AWS Certified DevOps Engineer – Professional (DOP-C02) — Question 331

A large company runs critical workloads in multiple AWS accounts. The AWS accounts are managed under AWS Organizations with all features enabled. The company stores confidential customer data in an Amazon S3 bucket. Access to the S3 bucket requires multiple levels of approval.

The company wants to monitor when the S3 bucket is accessed by using the AWS CLI. The company also wants insights into the various activities performed by other users on all other S3 buckets in the AWS accounts to detect any issues.

Which solution will meet these requirements?

Answer options

• A. Create an AWS CloudTrail trail that is delivered to Amazon CloudWatch in each AWS account. Enable data events logs for all S3 buckets. Use Amazon GuardDuty for anomaly detection in all the AWS accounts.
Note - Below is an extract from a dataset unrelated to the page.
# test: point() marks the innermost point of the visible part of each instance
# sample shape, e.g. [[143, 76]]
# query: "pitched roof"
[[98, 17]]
Use Amazon Athena to perform SQL queries on the custom metrics created from the CloudTrail logs.
• B. Create an AWS CloudTrail organization trail that is delivered to Amazon CloudWatch in the Organizations management account. Enable data events logs for all S3 buckets. Use Amazon CloudWatch anomaly detection in all the AWS accounts. Use Amazon Athena to perform SQL queries on the custom metrics created from the CloudTrail logs.
• C. Create an AWS CloudTrail organization trail that is delivered to Amazon CloudWatch in the Organizations management account. Enable data events logs for all S3 buckets. Use Amazon CloudWatch anomaly detection in all the AWS accounts. Use Amazon CloudWatch Metrics Insights to perform SQL queries on the custom metrics created from the CloudTrail logs.
• D. Create an AWS CloudTrail trail that is delivered to Amazon CloudWatch in each AWS account. Enable data events logs for all S3 buckets. Use a custom solution for anomaly detection in all the AWS accounts. Use Amazon CloudWatch Metrics Insights to perform SQL queries on the custom metrics created from the CloudTrail logs.

Correct answer: C

Explanation

Creating an AWS CloudTrail organization trail allows centralized collection of S3 data events across all accounts into the Organizations management account. Amazon CloudWatch Metrics Insights provides a fast, SQL-query engine designed specifically to query CloudWatch metrics, which is more appropriate than Amazon Athena for querying CloudWatch metrics. Combining this with CloudWatch anomaly detection provides a native, scalable solution for identifying unusual bucket access patterns without requiring custom tools.